Over the years, we have developed a standardized directory structure via the data management plan (DMP) in our projects. This structure is designed to:

  • Facilitate reproducible research
  • Provide a clear organization for data, code, and documentation
  • Support collaboration and data sharing
  • Promote familiarity and ease of use across projects

Understanding DMP Directories is mandatory in the BHKLab

This page is just a brief overview of the DMP directory structure.
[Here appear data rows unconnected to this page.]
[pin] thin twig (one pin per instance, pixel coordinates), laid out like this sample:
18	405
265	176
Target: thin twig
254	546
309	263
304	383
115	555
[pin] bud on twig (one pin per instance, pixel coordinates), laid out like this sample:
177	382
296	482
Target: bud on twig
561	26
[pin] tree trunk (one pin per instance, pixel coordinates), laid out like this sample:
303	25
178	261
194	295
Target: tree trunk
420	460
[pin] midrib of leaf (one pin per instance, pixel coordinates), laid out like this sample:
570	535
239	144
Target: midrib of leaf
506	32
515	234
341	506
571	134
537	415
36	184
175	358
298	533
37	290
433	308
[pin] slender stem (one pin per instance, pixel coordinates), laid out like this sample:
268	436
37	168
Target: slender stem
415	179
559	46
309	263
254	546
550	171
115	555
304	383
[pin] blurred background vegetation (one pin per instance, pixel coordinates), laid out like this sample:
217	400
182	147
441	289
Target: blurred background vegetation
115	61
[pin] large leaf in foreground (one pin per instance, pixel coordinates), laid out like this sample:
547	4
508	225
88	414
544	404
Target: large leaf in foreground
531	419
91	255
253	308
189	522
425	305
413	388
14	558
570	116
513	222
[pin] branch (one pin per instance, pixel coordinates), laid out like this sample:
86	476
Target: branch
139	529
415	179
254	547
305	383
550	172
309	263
For a comprehensive overview, please take the time to read and understand the damply documentation.

The standardized DMP directory structure is implemented via the damply package, which provides tools and conventions for organizing project files in accordance with DMP guidelines.
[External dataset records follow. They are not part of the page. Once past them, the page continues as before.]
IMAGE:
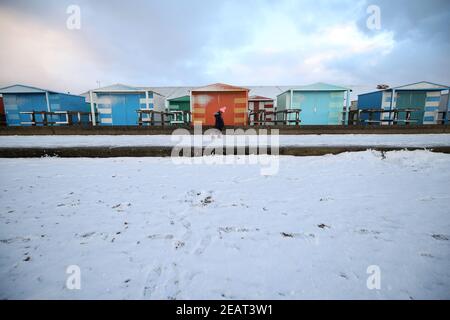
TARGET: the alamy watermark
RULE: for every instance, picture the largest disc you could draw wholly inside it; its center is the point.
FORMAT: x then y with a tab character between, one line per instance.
236	146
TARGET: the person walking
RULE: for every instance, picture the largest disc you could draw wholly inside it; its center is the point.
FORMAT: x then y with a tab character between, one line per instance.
219	120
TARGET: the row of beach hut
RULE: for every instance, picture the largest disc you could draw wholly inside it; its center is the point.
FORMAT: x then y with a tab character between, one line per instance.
315	104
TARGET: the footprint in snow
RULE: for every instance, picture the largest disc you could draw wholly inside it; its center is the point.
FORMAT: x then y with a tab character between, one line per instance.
440	237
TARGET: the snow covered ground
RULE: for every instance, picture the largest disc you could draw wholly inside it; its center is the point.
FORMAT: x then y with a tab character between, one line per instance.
393	140
146	228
DMP reproducibility litmus test

If you are unsure whether your project is DMP-reproducible, ask yourself the following questions:

  • If I had no prior knowledge of the data used in this project, does the documentation provide enough information to understand the data, its sources, and how to obtain it?
  • If I were a new collaborator, would I be able to understand the code and documentation I need to understand and reproduce the project?
  • If I were to delete all the procdata and results directories, could I reproduce the results with just the rawdata and workflow content?

DMP Directory Structure

As of writing, the recommended directory structure is as follows:

project_root/
├── config/         # Configuration files
├── data/           # All data in one parent directory
│   ├── procdata/   # Processed/intermediate data
│   ├── rawdata/    # Raw input data
│   └── results/    # Analysis outputs
├── logs/           # Log files
├── metadata/       # Dataset descriptions
└── workflow/       # Code organization
    ├── notebooks/  # Jupyter notebooks
    └── scripts/    # Analysis scripts

DamplyDirs Overview

Assuming the above directory structure, the damply package provides a simple way to access these directories via the DamplyDirs class.
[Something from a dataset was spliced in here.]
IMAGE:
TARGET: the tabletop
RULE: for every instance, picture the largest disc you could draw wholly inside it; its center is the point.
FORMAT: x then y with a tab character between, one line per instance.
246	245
This class takes advantage of the following environment variables that are defined in the template's pixi.toml file:

[activation]
# convenient variables which can be used in scripts
env.CONFIG = "${PIXI_PROJECT_ROOT}/config"
env.METADATA = "${PIXI_PROJECT_ROOT}/metadata"
env.LOGS = "${PIXI_PROJECT_ROOT}/logs"
env.RAWDATA = "${PIXI_PROJECT_ROOT}/data/rawdata"
env.PROCDATA = "${PIXI_PROJECT_ROOT}/data/procdata"
env.RESULTS = "${PIXI_PROJECT_ROOT}/data/results"
env.SCRIPTS = "${PIXI_PROJECT_ROOT}/workflow/scripts"

This allows you to programmatically access the directories in your project without hardcoding paths, making your code more portable and easier to maintain.

Example Usage

Here is an example of how to use the DamplyDirs class in your project:

from damply import dirs

fastq_file = dirs.RAWDATA / "fastq" / "sample_1.fq.gz"
print(f"Processing FASTQ file: {fastq_file}")
# Processing FASTQ file: /home/bhkuser/proejcts/data/rawdata/fastq/sample_1.fq.gz

A full comprehensive walkthrough of the DamplyDirs utility can be found in the damply documentation.